Balai Pengelolaan
Daerah Aliran Sungai dan Hutan Lindung
Unda Anyar

Trema orientalis, salah satu yang istimewa dari KBR 2014 BPDAS Unda Anyar

Oleh: Suksesi Wicahyani, S.Si.
Fungsional Pengendali Ekosistem Hutan (PEH) pada BPDAS Unda Anyar, Bali

Lenggung atau Trema orientalis dibuat hanya 6000 batang diantara 1.725.000 batang bibit dan hanya di 1 lokasi diantara di 69 KBR di Provinsi Bali. Itulah Lenggung, bibit KBR yang disiapkan oleh kelompok Wana Yasa di Banjar Bon, Desa Beloksidan, Kecamatan Petang, Kabupaten Badung. Lenggung memiliki nama latin Trema orientalis. Berdasar artikel pada www.proseanet.org, lenggung di negeri Pangeran Charles sana dikenal sebagai Charcoal tree. Nama Indonesia adalah mengkirai.
Deskripsi pohon sebagaimana disebutkan dalam artikel di www.proseanet.org, tinggi mencapai ± 36 meter, memiliki banyak percabangan, membentuk tajuk, permukaan batang halus warna keabuan. Duduk daun berselang, bentuk panjang sampai lanset yang meruncing di ujung. Bunga muncul di batang/cabang dekat pangkal daun, terdapat bunga jantan dan bunga betina. Bentuk buah batu ukuran lebih kurang 1 mm.

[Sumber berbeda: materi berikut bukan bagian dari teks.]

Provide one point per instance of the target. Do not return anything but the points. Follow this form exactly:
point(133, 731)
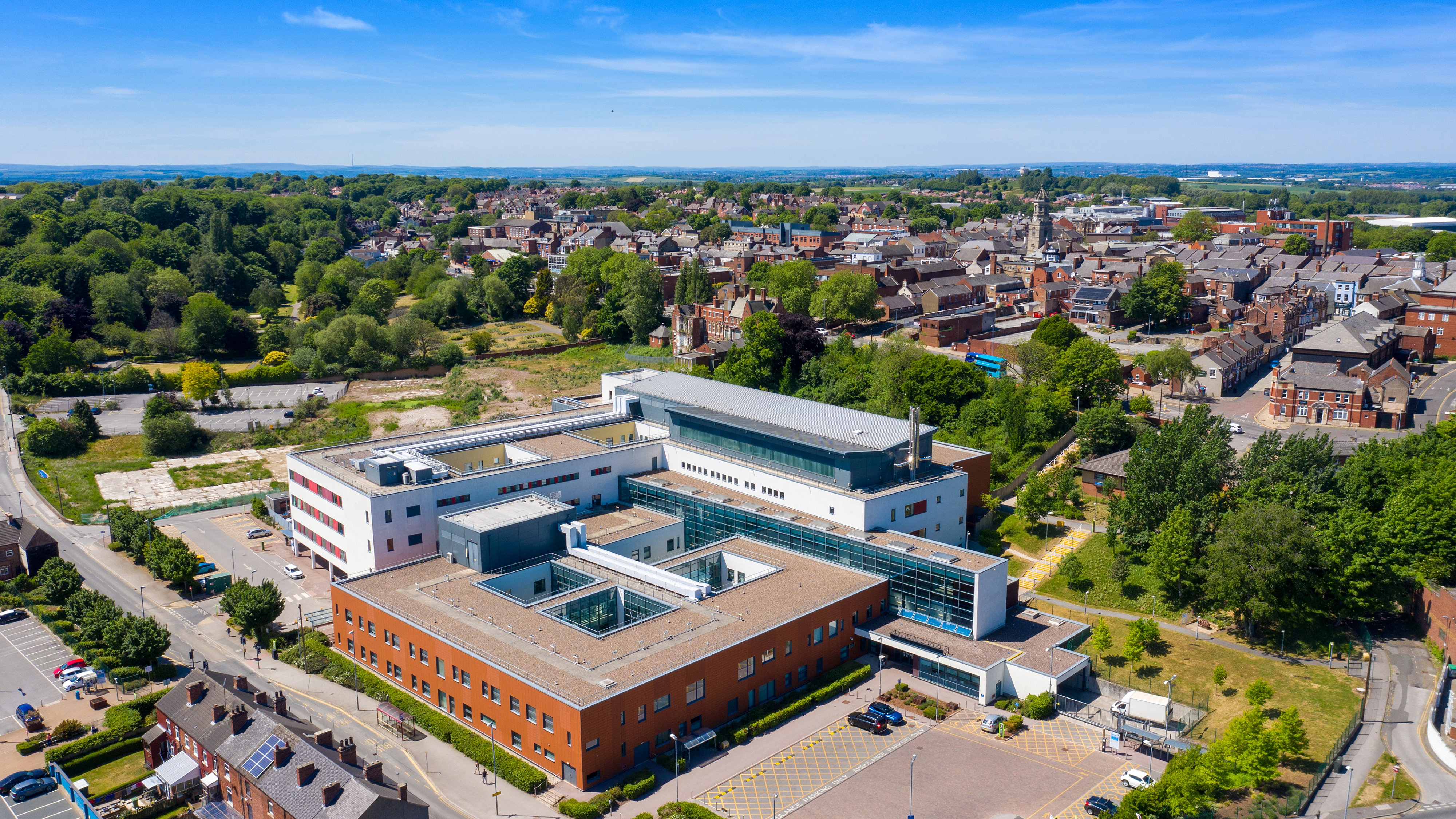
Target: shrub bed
point(772, 715)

Penyebaran lenggung meliputi Jawa, Bali, Nusa Tenggara, Maluku, dan Papua. Habitat di hutan-hutan pegunungan sampai ketinggian 2000 m dpal. Namun saat ini sudah jarang/langka (www.proseanet.org). Pada salah satu artikel yang dimuat pada jurnal Bumi Lestari, 2 Agustus 2008, disebutkan bahwa lenggung merupakan salah satu jenis vegetasi yang ditemui di Desa Adat Baturning, Kecamatan Abiansemal, Kabupaten Badung, merupakan tipe tanaman liar di wilayah tersebut (tidak dibudidayakan), termasuk tanaman langka, dan tidak banyak dimanfaatkan selain sesekali ditebang untuk kayu bakar. Dalam www.proseanet.org disebutkan manfaat lenggung adalah sebagai bahan pewarna coklat yang dipergunakan untuk mewarnai sekaligus mengawetkan jala. Namun manfaat ini belum banyak dikenal, sebagaimana jenis pohon ini yang dinyatakan sudah jarang ditemui dan tidak banyak dikenal oleh masayarakat. Artikel lain menyebutkan bahwa beberapa bagian tanaman lenggung memiliki khasiat obat. Rebusan daun bisa dimanfaatkan sebagai obat batuk dan diare, sedangkan rebusan akar sebagai obat masuk angin (blogmahkotadewa.blogspot.com).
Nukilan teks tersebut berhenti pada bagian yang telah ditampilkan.